Seit Generationen gestaltet die Metropole Ruhr die Umwandlung von Bergbauflächen zu modernen Gewerbegebieten und nachhaltigen Siedlungsräumen. Das entstandene Know-how ist weltweit gefragt.

Spätestens 2038 schließt das letzte Kohlekraftwerk im Ruhrgebiet, die letzte Zeche wurde 2018 dicht gemacht, doch die Planungen für die Nach-Kohle-Ära laufen schon seit Jahrzehnten. Bestes Beispiel: die 1989 begonnene Internationale Bauausstellung (IBA) Emscher Park. Sie steht exemplarisch für den innovativen Umgang mit Flächen, die von Bergbau und Schwerindustrie in Mitleidenschaft gezogen wurden. Damals entstand nicht nur der Emscher-Landschaftspark als Europas größtes zusammenhängendes Projekt des Wiederaufbaus von Industrie-Landschaft. Auch der Ansatz, Industrie- und Bergbauflächen in der Metropole nachhaltig umzugestalten, wurde damals entwickelt: Systematisch entstehen seither neue Kulturstätten, Grünflächen, Wohn- und Gewerbegebiete.

Schon vor 100 Jahren wurden Grünzüge geschützt

Das entstandene Transformations-Know-how ist heute weltweit gefragt. „Die EU und die Weltgesundheitsorganisation haben sich bereits über die Transformationsprojekte im Ruhrgebiet informiert“, berichtet Diplom-Ingenieur Jürgen Brüggemann, Senior Consultant am Forschungszentrum Nachbergbau der Technischen Hochschule Georg Agricola (THGA) in Bochum. „Auch in China ist man sehr an unseren Erfahrungen interessiert, ich wurde dort schon zu Vorträgen eingeladen.“ Dabei, betont Brüggemann, sei die Technik nicht der entscheidende Faktor.

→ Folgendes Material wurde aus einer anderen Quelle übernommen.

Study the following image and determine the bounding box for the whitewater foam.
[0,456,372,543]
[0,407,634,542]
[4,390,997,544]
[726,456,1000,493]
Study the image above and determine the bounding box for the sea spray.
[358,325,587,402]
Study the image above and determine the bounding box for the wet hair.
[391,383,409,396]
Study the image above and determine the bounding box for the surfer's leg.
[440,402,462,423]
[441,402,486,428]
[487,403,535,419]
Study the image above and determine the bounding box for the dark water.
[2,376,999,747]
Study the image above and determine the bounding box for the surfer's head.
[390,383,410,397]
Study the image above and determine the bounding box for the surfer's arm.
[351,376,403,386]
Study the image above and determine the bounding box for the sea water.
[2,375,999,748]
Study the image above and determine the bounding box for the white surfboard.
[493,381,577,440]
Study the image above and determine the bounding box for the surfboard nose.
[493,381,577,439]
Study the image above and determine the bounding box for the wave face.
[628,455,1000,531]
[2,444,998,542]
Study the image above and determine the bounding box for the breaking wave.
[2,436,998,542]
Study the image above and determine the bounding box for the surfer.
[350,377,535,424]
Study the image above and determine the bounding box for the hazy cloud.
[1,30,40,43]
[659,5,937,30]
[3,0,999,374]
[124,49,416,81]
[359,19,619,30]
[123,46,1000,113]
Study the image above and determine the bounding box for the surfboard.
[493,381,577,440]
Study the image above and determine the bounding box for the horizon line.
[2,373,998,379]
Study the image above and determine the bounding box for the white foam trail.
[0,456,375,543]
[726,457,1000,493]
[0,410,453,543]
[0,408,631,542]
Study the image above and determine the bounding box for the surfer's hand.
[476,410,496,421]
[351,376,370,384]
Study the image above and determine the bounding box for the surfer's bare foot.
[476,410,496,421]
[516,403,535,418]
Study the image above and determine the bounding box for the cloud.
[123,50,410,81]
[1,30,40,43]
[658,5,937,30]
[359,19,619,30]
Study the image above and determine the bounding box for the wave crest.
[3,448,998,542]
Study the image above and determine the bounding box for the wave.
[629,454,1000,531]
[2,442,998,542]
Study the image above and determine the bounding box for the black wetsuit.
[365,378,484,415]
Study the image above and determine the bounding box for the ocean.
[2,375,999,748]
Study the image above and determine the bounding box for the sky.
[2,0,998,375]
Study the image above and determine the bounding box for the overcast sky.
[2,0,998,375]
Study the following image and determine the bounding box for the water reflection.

Wichtiger sei das erfolgreiche Zusammenspiel von Politik, Verwaltung, Unternehmen, Kultur- und Forschungseinrichtungen im Interesse der Bevölkerung. „Das hat schon in den 1920er-Jahren mit dem Siedlungsverband Ruhrkohlenbezirk angefangen, der dafür gesorgt hat, dass Grünzüge entstanden, während die Gegend immer dichter besiedelt wurde. Damals begann eine Entwicklung, dank der wir heute auf dem Weg zur grünsten Industrieregion der Welt sind.“

Besondere Impulse erwartet Brüggemann von der Internationalen Gartenausstellung (IGA), die 2027 erstmals im Ruhrgebiet stattfinden wird. Eine der vielen Landschaften, die einbezogen werden, ist der Gelsenkirchener Nordsternpark: eine Grünzone auf ehemaligem Zechengrund an der Emscher, in der sich bis dahin vielleicht wieder Fische und Krebse tummeln werden.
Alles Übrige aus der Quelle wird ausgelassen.